Here are some of the latest news items from this morning, Friday, June 26, 2026:


2 attacks in Pittsburgh

Two men were injured in separate attacks in Pittsburgh Thursday night that police say appear to be related.

Pittsburgh police Zone 5 officers said they received reports around 9:15 p.m. of an assault with shots fired in the 5400 block of Columbo Street in the city’s Garfield neighborhood.

Arriving officers found a man who told them “he had been jumped” by two male suspects, police said. He fired shots toward the suspects and they ran from the area.

The victim suffered a head injury, police said. First responders took him to a local hospital in stable condition.
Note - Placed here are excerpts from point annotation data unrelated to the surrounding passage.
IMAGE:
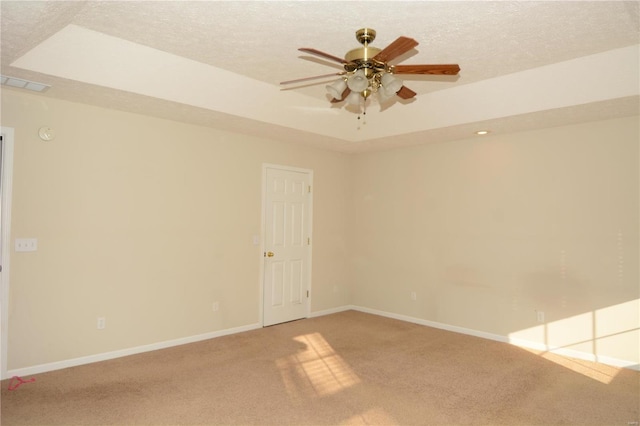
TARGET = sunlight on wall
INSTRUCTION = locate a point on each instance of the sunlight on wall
(374, 416)
(316, 370)
(612, 330)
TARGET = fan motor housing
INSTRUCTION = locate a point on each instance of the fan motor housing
(361, 54)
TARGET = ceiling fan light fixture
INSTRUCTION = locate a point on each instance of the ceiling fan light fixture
(336, 88)
(358, 81)
(354, 98)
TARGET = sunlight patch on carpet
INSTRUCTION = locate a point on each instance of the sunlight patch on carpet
(315, 370)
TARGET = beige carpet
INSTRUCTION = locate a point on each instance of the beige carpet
(346, 368)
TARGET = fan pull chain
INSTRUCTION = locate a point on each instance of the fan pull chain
(364, 116)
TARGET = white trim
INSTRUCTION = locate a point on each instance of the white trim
(615, 362)
(42, 368)
(7, 185)
(330, 311)
(308, 172)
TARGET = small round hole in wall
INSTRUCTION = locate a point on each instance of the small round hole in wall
(46, 133)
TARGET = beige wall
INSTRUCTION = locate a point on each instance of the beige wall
(147, 222)
(488, 230)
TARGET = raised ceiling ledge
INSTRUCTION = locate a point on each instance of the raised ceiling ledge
(77, 53)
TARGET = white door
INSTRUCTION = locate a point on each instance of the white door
(287, 244)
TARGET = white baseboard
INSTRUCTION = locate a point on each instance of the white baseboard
(615, 362)
(42, 368)
(331, 311)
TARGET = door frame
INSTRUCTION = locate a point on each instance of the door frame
(263, 230)
(5, 239)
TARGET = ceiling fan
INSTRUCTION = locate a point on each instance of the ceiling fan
(367, 70)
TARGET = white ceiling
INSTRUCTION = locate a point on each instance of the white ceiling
(524, 64)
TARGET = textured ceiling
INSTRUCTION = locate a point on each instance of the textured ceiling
(236, 53)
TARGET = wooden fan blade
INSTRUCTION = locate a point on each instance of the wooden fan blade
(406, 93)
(300, 80)
(322, 54)
(442, 69)
(395, 49)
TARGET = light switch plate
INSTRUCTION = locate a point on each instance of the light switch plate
(26, 244)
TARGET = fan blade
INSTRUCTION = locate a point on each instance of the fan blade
(322, 54)
(300, 80)
(406, 93)
(344, 96)
(395, 49)
(442, 69)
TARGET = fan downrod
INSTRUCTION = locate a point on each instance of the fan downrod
(365, 36)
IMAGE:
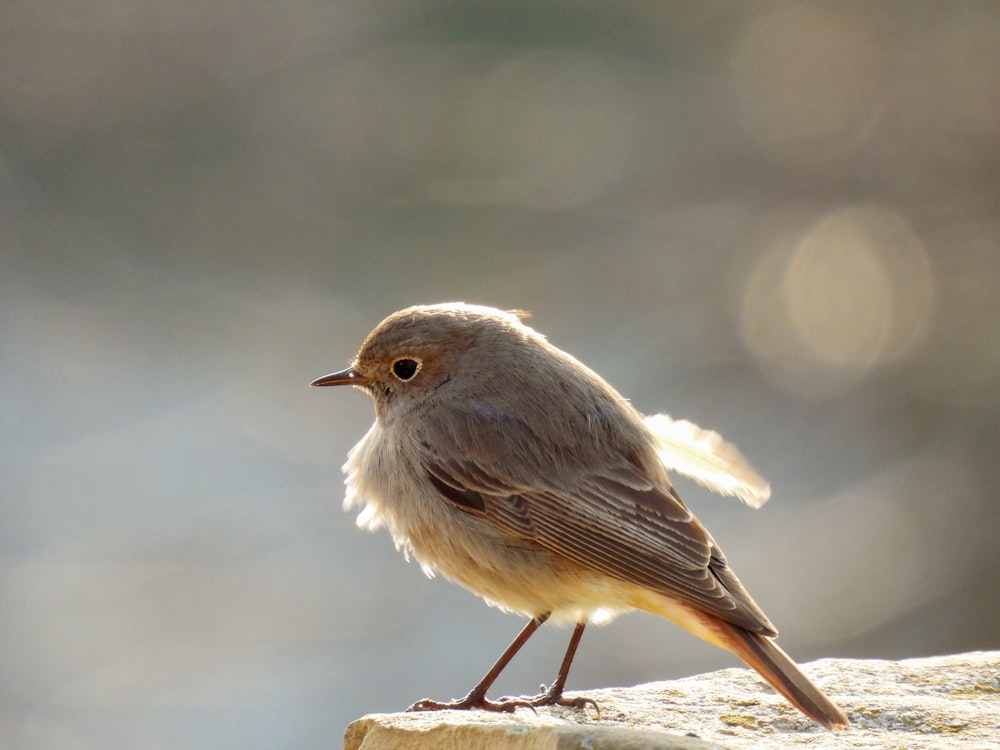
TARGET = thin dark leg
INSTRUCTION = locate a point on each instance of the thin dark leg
(476, 697)
(553, 695)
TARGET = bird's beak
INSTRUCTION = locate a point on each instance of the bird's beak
(345, 377)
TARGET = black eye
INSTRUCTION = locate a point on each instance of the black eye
(405, 368)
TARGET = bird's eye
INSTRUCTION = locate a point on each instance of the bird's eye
(405, 368)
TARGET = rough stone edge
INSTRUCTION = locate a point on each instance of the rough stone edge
(379, 731)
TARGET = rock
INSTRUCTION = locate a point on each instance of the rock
(917, 703)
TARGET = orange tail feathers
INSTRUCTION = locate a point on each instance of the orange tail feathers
(775, 666)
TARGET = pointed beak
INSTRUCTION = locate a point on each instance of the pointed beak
(344, 377)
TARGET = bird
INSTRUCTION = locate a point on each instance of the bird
(511, 468)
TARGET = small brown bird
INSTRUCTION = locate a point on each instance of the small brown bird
(516, 471)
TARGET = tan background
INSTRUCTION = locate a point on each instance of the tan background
(779, 220)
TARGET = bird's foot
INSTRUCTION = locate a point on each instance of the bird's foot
(553, 697)
(474, 700)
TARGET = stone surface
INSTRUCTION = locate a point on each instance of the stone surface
(951, 701)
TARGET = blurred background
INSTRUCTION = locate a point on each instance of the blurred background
(778, 220)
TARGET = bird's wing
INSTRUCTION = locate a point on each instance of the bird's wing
(606, 513)
(702, 455)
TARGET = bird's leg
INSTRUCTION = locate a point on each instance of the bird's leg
(476, 697)
(552, 696)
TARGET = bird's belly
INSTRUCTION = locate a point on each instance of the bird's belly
(510, 572)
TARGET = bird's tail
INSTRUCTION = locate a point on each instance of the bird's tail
(775, 666)
(759, 651)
Then, around 9:45 p.m., police found a man who had been shot several times in his arm and torso on a Bloomfield road, police said. First responders took that victim from the 300 block of Gross Street to a local hospital in critical condition.

The two attacks “are being investigated as related,” police spokeswoman Emily Bourne said.

No arrests have been made.


32 officers join Pittsburgh police

Pittsburgh police this week are celebrating the bureau’s latest round of academy graduates.

Police Chief Jason Lando administered the oath of office Thursday to 32 recruits from the city’s second academy class of 2025.

Lando, a 21-year veteran of the city force, thanked each officer for their service.

The second-largest municipal police force in Pennsylvania has struggled — as have most of its peers — with staffing levels since the pandemic ended.

Many city officials consider the bureau’s ideal size to be around 900. Former Mayor Ed Gainey cut the budgeted size of the bureau to 800, saying it reflected that the city could not recruit and retain enough officers to exceed that figure.

The bureau had 937 officers the month Gainey was inaugurated in 2022, according to the Fraternal Order of Police Fort Pitt Lodge No. 1, the union representing the city’s rank-and-file officers. That number dropped to 862 in 2023 and 805 in 2024, union data shows.

Last summer, Pittsburgh police ranks plummeted to a 20-year low, with the bureau employing 755 sworn officers — its fewest since 2005.

But some cite increasing numbers as a shifting trend in the city; this month, the bureau’s headcount has hovered around 790.

Then-Public Safety Director Lee Schmidt had expressed cautious optimism about police recruitment in light of growing academy enrollment.

In June 2025, more than 160 police recruits were undergoing physical fitness testing, Schmidt said. In 2023, the city saw only 40 recruits going into the same physical fitness stage.

Pittsburgh has not graduated a 40-person academy class since the pandemic waned about four years ago.


Weekend weather

Much of this weekend’s weather will be cloudy and gray but warmer temperatures could arrive next week, according to the National Weather Service.

Pittsburghers are waking up Friday to cloudy skies, with chances of rain going up to about 70% Friday night and into early Saturday, said Colton Milcarek, a meteorologist in the weather service’s Moon office. Highs on Friday could creep into the upper 70s.

On Saturday, the office’s zone forecast calls for “considerable cloudiness.” But the chance of precipitation is forecast to drop to about 40%. Showers are “likely” in the morning and there’s a chance of showers and thunderstorms in the afternoon.

“Sunday’s probably our highest chance of being dry,” Milcarek told TribLive.

The mercury is expected to jump into the mid-80s Sunday, according to the weather service forecast.